Governor Chet Culver has formed a task force to find out how many businesspeople misclassify their employees as independent contractors in order to avoid paying them overtime, or in some cases the minimum wage. "The message that we’re sending loudly and clearly is that we’re going to have a zero tolerance policy when it comes to these employers knowingly breaking the law," the governor says.

According to Culver, it’s particularly important as construction work heats up in the wake of last month’s flooding. "We have seen in other states with similar types of rebuilding efforts that you do have, in some cases, some unscrupulous contractors out there and we’re not going to tolerate that," Culver says, "and those individuals and those companies need to be reported to the Department of Labor immediately if we see that kind of illegal activity going on."

Earlier this year, the Iowa Legislature considered a crack down on businesses that hire illegal immigrants and label them as independent contractors as a way to avoid the paperwork that might catch them in the act of employing illegal immigrants.
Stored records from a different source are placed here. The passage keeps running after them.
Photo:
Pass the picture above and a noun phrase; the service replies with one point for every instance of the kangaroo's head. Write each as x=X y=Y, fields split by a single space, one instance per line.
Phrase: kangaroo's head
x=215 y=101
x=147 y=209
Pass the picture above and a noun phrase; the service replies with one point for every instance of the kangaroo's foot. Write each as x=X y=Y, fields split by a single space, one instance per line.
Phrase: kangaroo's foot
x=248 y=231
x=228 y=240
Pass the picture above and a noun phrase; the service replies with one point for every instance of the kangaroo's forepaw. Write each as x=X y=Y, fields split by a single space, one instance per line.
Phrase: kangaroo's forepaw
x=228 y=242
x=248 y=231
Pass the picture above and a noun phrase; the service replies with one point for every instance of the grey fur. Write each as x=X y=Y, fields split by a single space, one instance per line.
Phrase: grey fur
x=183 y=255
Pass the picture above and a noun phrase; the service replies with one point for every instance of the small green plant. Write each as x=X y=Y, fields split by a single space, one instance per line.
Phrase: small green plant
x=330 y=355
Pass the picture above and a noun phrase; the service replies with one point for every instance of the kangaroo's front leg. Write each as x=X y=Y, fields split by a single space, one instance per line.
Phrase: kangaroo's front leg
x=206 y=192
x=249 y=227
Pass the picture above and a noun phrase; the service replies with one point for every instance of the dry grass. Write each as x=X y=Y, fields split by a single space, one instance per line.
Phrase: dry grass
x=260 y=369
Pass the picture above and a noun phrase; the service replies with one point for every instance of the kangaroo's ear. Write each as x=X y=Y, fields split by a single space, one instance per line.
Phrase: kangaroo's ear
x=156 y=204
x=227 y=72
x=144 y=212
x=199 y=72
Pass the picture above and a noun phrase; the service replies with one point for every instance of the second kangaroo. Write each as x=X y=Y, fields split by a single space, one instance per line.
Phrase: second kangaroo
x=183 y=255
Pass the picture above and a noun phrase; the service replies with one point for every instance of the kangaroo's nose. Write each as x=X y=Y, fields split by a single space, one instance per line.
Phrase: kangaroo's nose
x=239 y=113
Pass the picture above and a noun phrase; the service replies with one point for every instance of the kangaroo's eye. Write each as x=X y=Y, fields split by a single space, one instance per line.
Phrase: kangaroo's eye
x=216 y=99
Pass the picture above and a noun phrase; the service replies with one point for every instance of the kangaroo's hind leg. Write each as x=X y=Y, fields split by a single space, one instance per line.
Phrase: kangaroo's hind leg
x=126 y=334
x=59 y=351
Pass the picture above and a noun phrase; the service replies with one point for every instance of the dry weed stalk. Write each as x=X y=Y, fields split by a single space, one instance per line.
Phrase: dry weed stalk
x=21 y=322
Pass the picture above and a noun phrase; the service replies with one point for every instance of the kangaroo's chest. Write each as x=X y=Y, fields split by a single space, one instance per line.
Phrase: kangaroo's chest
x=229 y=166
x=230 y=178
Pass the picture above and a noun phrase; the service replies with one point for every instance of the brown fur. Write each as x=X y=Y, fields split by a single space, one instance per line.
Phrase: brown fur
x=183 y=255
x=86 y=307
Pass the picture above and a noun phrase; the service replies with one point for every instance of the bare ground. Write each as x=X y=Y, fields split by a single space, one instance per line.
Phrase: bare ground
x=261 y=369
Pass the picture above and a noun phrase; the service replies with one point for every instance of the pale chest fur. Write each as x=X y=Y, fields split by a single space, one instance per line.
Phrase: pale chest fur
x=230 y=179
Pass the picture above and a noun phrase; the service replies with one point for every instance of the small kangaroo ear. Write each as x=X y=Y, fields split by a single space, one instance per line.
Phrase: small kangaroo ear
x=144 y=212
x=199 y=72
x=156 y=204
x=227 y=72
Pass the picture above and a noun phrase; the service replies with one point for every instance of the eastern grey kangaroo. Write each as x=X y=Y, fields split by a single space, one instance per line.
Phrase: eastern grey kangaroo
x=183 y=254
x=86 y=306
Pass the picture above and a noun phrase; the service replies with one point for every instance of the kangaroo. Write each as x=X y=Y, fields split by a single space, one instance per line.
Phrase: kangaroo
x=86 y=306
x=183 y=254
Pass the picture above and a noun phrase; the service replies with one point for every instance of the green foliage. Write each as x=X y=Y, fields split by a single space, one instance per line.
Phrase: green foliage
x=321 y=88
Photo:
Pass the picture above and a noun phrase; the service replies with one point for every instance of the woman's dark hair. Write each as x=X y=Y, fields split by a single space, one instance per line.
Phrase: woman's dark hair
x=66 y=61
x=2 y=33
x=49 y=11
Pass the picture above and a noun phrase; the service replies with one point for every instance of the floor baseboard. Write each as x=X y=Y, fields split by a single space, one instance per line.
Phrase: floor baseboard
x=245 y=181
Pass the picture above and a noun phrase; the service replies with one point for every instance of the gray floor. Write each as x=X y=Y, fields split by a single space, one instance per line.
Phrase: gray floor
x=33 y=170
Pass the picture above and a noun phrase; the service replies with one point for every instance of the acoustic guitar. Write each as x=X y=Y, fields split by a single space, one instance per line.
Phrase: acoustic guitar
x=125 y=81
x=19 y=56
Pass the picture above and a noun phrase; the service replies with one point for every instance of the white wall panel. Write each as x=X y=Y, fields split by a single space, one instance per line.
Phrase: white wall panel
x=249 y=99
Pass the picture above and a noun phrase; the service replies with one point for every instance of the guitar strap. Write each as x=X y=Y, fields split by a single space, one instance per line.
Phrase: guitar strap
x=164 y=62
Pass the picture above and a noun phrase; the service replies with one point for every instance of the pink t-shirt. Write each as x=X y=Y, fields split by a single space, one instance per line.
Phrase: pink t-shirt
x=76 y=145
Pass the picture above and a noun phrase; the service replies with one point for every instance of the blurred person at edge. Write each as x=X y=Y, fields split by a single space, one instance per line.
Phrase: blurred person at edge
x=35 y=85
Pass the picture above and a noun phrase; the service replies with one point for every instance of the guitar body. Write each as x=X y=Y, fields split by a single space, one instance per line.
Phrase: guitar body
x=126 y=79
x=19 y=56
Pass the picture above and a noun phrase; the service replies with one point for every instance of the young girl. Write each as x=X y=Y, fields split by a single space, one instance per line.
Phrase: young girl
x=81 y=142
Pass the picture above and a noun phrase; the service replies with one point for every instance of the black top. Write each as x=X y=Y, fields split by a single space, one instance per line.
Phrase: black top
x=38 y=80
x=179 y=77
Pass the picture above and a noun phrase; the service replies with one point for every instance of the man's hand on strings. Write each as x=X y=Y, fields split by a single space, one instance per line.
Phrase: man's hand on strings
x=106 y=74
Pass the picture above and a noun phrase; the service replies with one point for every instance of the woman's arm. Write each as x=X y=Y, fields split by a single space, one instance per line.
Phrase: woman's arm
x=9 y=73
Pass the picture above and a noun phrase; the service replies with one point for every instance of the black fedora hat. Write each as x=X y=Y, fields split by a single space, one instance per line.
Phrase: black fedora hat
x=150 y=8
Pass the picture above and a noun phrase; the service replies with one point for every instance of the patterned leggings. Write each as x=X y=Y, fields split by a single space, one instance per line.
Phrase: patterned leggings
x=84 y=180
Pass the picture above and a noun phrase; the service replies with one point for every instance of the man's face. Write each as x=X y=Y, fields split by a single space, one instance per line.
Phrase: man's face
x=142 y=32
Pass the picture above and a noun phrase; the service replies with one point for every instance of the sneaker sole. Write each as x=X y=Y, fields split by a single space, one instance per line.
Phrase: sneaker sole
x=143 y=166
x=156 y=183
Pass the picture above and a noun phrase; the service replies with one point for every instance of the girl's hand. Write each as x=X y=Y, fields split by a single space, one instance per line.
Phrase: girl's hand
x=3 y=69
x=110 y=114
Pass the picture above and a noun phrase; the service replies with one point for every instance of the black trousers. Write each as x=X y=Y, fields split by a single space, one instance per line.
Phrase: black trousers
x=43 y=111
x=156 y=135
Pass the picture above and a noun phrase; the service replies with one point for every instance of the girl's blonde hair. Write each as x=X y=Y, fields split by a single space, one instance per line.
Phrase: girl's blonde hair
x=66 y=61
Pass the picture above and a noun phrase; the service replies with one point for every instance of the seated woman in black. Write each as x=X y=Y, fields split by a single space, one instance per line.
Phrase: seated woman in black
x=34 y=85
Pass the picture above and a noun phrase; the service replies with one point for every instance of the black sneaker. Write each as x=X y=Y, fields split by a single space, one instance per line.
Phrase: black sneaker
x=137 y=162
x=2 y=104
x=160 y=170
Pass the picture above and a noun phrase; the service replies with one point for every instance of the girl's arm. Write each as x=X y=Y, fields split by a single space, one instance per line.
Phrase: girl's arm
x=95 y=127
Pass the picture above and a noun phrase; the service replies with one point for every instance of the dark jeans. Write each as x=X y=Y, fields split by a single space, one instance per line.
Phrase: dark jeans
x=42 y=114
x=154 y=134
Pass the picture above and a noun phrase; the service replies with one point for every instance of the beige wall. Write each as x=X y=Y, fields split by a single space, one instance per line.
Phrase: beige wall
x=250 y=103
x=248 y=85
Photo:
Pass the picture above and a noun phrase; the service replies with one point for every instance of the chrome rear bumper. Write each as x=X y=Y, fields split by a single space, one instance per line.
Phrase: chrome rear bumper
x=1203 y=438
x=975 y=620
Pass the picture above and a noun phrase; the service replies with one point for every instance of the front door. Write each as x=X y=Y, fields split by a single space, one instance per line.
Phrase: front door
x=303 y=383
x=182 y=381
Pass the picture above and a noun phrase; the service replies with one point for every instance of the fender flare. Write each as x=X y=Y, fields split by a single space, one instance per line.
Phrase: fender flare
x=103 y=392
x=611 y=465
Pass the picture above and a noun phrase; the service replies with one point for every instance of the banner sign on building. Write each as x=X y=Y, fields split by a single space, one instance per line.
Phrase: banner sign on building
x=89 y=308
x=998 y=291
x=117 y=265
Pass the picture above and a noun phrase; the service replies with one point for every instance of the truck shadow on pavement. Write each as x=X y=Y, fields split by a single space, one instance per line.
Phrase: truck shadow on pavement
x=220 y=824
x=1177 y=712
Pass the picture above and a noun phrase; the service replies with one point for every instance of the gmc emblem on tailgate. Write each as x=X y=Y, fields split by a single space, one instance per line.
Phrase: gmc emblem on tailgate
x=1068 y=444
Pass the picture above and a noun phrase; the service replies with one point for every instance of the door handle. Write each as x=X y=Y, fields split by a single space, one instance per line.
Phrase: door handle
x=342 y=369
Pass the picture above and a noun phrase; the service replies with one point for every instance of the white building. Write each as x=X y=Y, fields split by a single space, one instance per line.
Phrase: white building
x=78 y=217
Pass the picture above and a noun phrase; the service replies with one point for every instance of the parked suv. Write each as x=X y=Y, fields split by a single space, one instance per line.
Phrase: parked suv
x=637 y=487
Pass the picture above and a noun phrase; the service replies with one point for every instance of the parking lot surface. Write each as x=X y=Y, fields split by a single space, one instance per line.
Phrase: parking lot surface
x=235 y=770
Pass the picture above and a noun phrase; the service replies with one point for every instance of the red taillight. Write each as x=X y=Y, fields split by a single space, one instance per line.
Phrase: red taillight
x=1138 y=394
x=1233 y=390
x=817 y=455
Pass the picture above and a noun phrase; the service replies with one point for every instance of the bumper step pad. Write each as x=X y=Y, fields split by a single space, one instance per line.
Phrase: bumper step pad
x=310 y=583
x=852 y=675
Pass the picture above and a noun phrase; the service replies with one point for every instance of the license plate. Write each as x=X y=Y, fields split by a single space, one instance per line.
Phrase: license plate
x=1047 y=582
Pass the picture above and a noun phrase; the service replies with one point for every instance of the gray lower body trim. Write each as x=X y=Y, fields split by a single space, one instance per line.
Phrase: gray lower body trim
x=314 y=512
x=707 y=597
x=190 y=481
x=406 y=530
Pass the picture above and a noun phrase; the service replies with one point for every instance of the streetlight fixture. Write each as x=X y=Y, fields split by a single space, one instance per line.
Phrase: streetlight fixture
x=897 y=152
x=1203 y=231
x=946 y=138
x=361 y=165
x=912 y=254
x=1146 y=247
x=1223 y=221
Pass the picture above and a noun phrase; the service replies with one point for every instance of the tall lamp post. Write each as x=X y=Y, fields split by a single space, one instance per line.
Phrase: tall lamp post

But lawmakers adjourned for the year without reaching consensus. Culver, a Democrat, says he hopes legislator’s revisit the issue next year. House Republican Leader Christopher Rants of Sioux City says Democrats who controlled the legislature’s agenda this past spring "never had any intention of solving the problems associated with illegal immigration."

Unions also complain contractors hire cheap illegal immigrants as laborers, making it harder for businesses that don’t to win bids. Culver’s move to attempt a crackdown on contractors that hire illegal immigrants is perhaps an olive branch to Iowa labor unions upset by Culver’s veto of an unrelated bill unions favored. That bill dealt with bargaining rules for union contracts covering government workers who’re represented by a union.